The first stage remains unchanged and so does the objective value of the second stage. The adjusted second-stage constraints are:

\[\begin{split} \begin{align*} t_c & \leq s_c & \forall c\in C \\ t_c & \leq z_{c, s} & \forall (c, s) \in C \times S \\ s_F + M y_s & \geq z_{F, s} & \forall s \in S\\ s_F + s_B + M w_s & \geq z_{F, s} + z_{B,s} & \forall s \in S \\ \frac{1}{N} \sum_{s\in S} y_s & \leq 1 - 0.98 \\ \frac{1}{N} \sum_{s\in S} z_s & \leq 1 - 0.95 \end{align*} \end{split}\]

where \(y_s\) and \(w_s\) are binary variables indicating those scenarios which do not satisfy the requirements of the airlineā€™s loyalty programs for first-class and business-class passengers.

The following cell implements this new model. Note that the running time for the cell can be up to a few minutes for a large number of scenarios.
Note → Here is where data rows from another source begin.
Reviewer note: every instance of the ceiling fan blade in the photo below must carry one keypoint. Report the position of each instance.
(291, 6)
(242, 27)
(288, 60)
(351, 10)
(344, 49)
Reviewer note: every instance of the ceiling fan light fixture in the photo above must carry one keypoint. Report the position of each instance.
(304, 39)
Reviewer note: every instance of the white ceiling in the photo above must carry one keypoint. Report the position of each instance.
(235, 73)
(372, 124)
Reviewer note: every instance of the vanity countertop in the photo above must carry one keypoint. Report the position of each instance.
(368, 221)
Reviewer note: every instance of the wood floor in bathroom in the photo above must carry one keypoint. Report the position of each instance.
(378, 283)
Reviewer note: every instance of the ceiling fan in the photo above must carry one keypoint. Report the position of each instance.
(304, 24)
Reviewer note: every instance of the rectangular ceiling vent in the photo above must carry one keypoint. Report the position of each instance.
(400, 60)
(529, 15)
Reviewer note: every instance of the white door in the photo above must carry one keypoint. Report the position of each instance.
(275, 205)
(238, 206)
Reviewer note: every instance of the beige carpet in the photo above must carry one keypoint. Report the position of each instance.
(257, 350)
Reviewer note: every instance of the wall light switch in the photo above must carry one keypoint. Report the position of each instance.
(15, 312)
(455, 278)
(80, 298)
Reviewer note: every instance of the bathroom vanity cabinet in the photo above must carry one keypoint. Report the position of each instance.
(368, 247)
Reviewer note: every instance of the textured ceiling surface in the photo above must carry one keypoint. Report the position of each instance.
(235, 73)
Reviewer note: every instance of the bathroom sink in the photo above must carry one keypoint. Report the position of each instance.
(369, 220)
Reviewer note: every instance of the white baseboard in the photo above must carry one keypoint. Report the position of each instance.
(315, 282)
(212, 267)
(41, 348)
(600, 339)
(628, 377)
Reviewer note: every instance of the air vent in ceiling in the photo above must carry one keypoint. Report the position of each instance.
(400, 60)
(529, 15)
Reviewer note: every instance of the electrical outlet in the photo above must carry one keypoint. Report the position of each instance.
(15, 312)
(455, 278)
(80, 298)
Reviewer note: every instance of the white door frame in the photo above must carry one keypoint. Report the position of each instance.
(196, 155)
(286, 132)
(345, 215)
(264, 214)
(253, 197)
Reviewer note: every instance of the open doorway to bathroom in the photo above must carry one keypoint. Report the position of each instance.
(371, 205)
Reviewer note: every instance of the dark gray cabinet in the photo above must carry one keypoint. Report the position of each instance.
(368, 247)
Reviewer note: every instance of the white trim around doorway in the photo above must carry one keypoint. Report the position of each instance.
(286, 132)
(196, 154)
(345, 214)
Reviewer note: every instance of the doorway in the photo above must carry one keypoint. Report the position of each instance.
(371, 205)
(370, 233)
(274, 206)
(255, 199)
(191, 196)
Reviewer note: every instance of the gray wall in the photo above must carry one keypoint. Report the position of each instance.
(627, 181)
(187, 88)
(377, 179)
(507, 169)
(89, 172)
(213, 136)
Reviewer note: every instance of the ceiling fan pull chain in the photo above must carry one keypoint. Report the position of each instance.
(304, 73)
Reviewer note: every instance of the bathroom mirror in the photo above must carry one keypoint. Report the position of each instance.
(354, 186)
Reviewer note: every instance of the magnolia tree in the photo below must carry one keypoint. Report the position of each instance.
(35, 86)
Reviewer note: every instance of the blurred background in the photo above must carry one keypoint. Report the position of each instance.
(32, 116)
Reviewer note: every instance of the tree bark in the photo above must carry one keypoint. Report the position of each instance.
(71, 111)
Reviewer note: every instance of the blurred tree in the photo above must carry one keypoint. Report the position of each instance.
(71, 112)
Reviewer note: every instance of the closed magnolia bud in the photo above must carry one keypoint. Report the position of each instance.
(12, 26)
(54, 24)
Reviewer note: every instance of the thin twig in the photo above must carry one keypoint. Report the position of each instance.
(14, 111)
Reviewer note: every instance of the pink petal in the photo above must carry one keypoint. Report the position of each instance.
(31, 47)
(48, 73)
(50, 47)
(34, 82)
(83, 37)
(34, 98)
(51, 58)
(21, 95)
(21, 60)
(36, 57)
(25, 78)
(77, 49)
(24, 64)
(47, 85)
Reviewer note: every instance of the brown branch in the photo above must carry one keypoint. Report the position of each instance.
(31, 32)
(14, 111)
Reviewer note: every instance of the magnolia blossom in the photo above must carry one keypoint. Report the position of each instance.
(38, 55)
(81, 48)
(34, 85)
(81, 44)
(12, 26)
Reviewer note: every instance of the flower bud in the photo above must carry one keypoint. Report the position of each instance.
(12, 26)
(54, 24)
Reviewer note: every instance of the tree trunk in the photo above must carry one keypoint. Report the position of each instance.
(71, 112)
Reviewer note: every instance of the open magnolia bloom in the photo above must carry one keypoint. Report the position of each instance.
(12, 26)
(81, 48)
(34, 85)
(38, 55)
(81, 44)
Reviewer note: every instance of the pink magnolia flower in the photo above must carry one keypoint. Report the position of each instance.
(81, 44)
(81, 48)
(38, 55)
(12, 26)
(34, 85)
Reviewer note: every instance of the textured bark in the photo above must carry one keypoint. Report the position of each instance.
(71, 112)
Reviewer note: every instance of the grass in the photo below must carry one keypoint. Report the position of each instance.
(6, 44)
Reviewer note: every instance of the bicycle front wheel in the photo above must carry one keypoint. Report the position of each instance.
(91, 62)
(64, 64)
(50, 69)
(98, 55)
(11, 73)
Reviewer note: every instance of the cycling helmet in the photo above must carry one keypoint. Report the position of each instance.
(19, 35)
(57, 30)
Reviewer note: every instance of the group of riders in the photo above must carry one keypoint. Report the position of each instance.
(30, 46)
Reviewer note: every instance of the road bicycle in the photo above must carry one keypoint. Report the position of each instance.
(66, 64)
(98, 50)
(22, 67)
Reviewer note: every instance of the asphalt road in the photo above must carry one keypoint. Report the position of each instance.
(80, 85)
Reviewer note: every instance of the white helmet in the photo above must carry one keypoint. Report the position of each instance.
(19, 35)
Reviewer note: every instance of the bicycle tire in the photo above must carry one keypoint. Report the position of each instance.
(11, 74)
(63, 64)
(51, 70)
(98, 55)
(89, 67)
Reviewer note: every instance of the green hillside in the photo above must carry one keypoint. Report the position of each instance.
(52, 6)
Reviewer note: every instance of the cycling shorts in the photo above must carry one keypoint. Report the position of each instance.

%%writefile airline_final.mod

param capacity;

set CLASSES;
set SCENARIOS;

param nSCENARIOS := card(SCENARIOS);
param bigM;

param demand{CLASSES, SCENARIOS};
param seat_factor{CLASSES};
param revenue_factor{CLASSES};

param first_class_id symbolic;
param business_class_id symbolic;

param first_class_demand_cover_prop;
param business_class_demand_cover_prop;

# first stage variables and constraints
var seats{CLASSES} integer >= 0;

s.t. plane_seats: sum{c in CLASSES}(seats[c] * seat_factor[c]) <= capacity;

# second stage variable and constraints
var tickets{CLASSES, SCENARIOS} integer >= 0;
var first_class {SCENARIOS} binary;
var business_class {SCENARIOS} binary;

s.t. demand_limits {c in CLASSES, s in SCENARIOS}: tickets[c, s] <= demand[c, s];
s.t. seat_limits {c in CLASSES, s in SCENARIOS}: tickets[c, s] <= seats[c];

s.t. first_class_loyality {s in SCENARIOS}:
    seats[first_class_id] + bigM * first_class[s] >= demand[first_class_id, s];
s.t. first_class_loyality_rate:
    sum{s in SCENARIOS} first_class[s] <= (1 - first_class_demand_cover_prop) * nSCENARIOS;
s.t. business_class_loyality {s in SCENARIOS}:
    seats[first_class_id] + seats[business_class_id] + bigM * business_class[s] >=
        demand[business_class_id, s] + demand[first_class_id, s];
s.t. business_class_loyality_rate:
    sum{s in SCENARIOS} business_class[s] <= (1 - business_class_demand_cover_prop) * nSCENARIOS;

# objective
maximize revenue: sum{c in CLASSES, s in SCENARIOS}(tickets[c, s] * revenue_factor[c]);
Overwriting airline_final.mod
# define big M constant for chance constraints counterparts
bigM = 100


def airline_final(demand):
    # Create AMPL instance and load the model
    ampl = AMPL()
    ampl.read("airline_final.mod")

    # load the data
    ampl.set["CLASSES"] = demand.columns.tolist()
    ampl.set["SCENARIOS"] = demand.index.values.tolist()
    ampl.param["demand"] = demand.T
    ampl.param["revenue_factor"] = revenue_factor
    ampl.param["seat_factor"] = seat_factor
    ampl.param["capacity"] = capacity
    ampl.param["bigM"] = bigM
    ampl.param["first_class_id"] = "F"
    ampl.param["business_class_id"] = "B"
    ampl.param["first_class_demand_cover_prop"] = 0.98
    ampl.param["business_class_demand_cover_prop"] = 0.95

    # set solver
    ampl.option["solver"] = SOLVER

    return ampl


# create model
model = airline_final(demand_saa)
seats = airline_solve(model)
seat_report_saa(seats, demand_saa)
HiGHS 1.5.3: HiGHS 1.5.3: optimal solution; objective 170908
3591 simplex iterations
1 branching nodes
 

Seat Allocation
F B E TOTAL
seat allocation 20.0 54.0 79.0 153.0
economy equivalent seat allocation 40.0 81.0 79.0 200.0
Mean Tickets Sold
F    12.018
B    27.927
E    79.000
dtype: float64
Mean Seats not Sold
F     7.982
B    26.073
E     0.000
dtype: float64
Mean Spillage (Unfulfilled Demand)
F     0.040
B     0.428
E    96.436
dtype: float64
Expected Revenue (in units of economy ticket price): 170.91
../../_images/2aef9e5b30ba11871c73a4930a6258c1e2e483ae4d0a2ac1c4af20f3570c0383.png ../../_images/7eb8ec294f4442cd7c2950dc77f9a254c629cd5a901acde7c59b1bcc59e5a230.png

Exercise

Compared the results of using positive correlation in demand for first and business-class tickets results in lower expected revenue. What happens if there is no correlation, or there is negative correlation? Verify your predictions by simulation.